On the evidence of their somewhat fortuitous opening victory against Galatasaray, Manchester United have yet to learn the lessons of their Champions League failure last season.
Sir Alex Ferguson's team prevailed 1-0 at Old Trafford through Michael Carrick's well-taken goal, but looked vulnerable throughout and were far too accommodating to their Turkish visitors when they swarmed forward on the counter.
Last season, it was United's home form that cost them in the group stages. High-scoring draws against Benfica and Basel suggested a new generosity at "The Theater of Dreams," while the ruthlessness in attack we've come to expect from Sir Alex Ferguson's teams was conspicuous by its absence.
The result was a first exit at the group stage since the 2005-06 Champions League campaign. And the kind of failure that burns inside Ferguson like a festering rage.
In the buildup to their clash with Galatasaray—the team who famously knocked the United of Cantona and Keane out of the tournament back in 1993—Ferguson will surely have used last season's disaster story as the main narrative theme to the players.
Defend poorly and you'll go out. Don't take your chances and you'll go out.
If only they'd listened.
As early as the first minute, Galatasaray had strong appeals for a penalty turned down when Nemanja Vidic brought down Umut Bulup. They would hit the bar and the post before halftime and were extremely unfortunate to go into the break behind.
United were not without their chances, but aside from Carrick's moment of class, were found wanting in front of goal—most notably when Nani saw his penalty saved after Rafael had been tripped in the box.
It was United's third successive penalty miss this season, and Ferguson admitted afterwards he didn't even know who was going to take it (via Guardian):
To be honest with you, I had no idea. I think Nani just ran and grabbed the ball. I thought Robin (van Persie) should have taken it. I think we will have to decide before the game—that was my fault, I should have done that.
That he should. But you could also argue the penalty failings of Robin van Persie, Javier Hernandez and Nani are symptomatic of a team who aren't quite as clinical as they ought to be.
Perhaps if Van Persie had taken the penalty, he would at least have made a notable contribution. The Dutchman was a peripheral presence on his first Champions League start for United, drifting in and out of the game and falling a long way short of the influence his talent demands.

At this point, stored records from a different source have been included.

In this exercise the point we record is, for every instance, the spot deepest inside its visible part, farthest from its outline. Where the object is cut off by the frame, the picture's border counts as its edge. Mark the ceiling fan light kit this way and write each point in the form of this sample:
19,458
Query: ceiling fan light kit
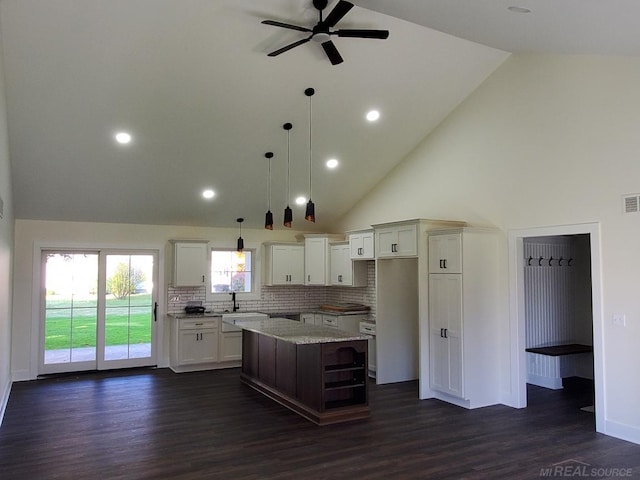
268,219
322,32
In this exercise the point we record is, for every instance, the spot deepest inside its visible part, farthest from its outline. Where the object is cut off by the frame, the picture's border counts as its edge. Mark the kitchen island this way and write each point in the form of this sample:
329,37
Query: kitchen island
318,372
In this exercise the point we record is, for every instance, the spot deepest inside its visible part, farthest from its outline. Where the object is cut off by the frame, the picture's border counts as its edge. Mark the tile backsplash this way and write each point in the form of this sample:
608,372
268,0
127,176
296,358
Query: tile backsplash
281,298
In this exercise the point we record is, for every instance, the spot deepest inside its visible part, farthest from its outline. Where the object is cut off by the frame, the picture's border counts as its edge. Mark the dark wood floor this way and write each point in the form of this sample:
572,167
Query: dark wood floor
157,424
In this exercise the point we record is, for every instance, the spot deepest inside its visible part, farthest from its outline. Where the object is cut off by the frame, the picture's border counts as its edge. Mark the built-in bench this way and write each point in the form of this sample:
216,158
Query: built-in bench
560,350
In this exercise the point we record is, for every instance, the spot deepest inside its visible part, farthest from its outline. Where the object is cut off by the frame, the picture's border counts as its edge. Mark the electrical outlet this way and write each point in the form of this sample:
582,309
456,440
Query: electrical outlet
620,319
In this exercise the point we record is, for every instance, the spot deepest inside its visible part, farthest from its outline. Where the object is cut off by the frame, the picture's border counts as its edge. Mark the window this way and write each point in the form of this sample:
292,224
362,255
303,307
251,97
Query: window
231,271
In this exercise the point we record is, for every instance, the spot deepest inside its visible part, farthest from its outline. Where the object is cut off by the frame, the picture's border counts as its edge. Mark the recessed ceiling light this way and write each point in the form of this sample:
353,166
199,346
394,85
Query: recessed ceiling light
373,115
516,9
123,138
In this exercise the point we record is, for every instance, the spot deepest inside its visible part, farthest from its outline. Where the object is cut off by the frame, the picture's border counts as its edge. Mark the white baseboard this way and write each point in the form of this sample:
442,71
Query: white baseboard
6,390
21,375
629,433
554,383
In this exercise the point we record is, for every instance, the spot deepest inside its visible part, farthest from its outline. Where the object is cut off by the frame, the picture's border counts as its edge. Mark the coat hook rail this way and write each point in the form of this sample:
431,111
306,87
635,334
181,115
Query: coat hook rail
551,261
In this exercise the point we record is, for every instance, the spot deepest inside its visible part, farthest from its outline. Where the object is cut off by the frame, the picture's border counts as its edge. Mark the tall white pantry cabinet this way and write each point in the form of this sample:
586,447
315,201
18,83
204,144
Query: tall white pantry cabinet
463,316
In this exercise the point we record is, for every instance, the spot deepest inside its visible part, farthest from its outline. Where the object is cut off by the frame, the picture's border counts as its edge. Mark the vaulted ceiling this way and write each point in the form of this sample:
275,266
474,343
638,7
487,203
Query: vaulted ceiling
192,82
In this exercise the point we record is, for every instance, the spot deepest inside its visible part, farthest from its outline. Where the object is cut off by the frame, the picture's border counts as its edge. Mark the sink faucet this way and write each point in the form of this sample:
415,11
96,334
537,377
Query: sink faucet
235,305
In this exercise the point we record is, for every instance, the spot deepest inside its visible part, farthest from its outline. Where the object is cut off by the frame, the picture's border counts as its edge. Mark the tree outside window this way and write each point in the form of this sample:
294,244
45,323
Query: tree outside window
231,271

It's already hard to imagine that accusation being levelled at Shinji Kagawa, who once again impressed and furthered the argument that he may be the hardest to drop if Ferguson can only accommodate two of Van Persie, Wayne Rooney and the Japanese playmaker.
Whoever Ferguson picks in defense, United will have to be tighter than they were against Galatasaray.
The Turks managed 14 shots at Old Trafford, with three of those hitting the woodwork and David de Gea making a brilliant double save in the second half to deny Burak Yilmaz and Emre Colak.
Ferguson said afterwards United were "careless."
They were also lucky. And Ferguson won't need telling that luck only goes so far in the Champions League. United need to improve and fast.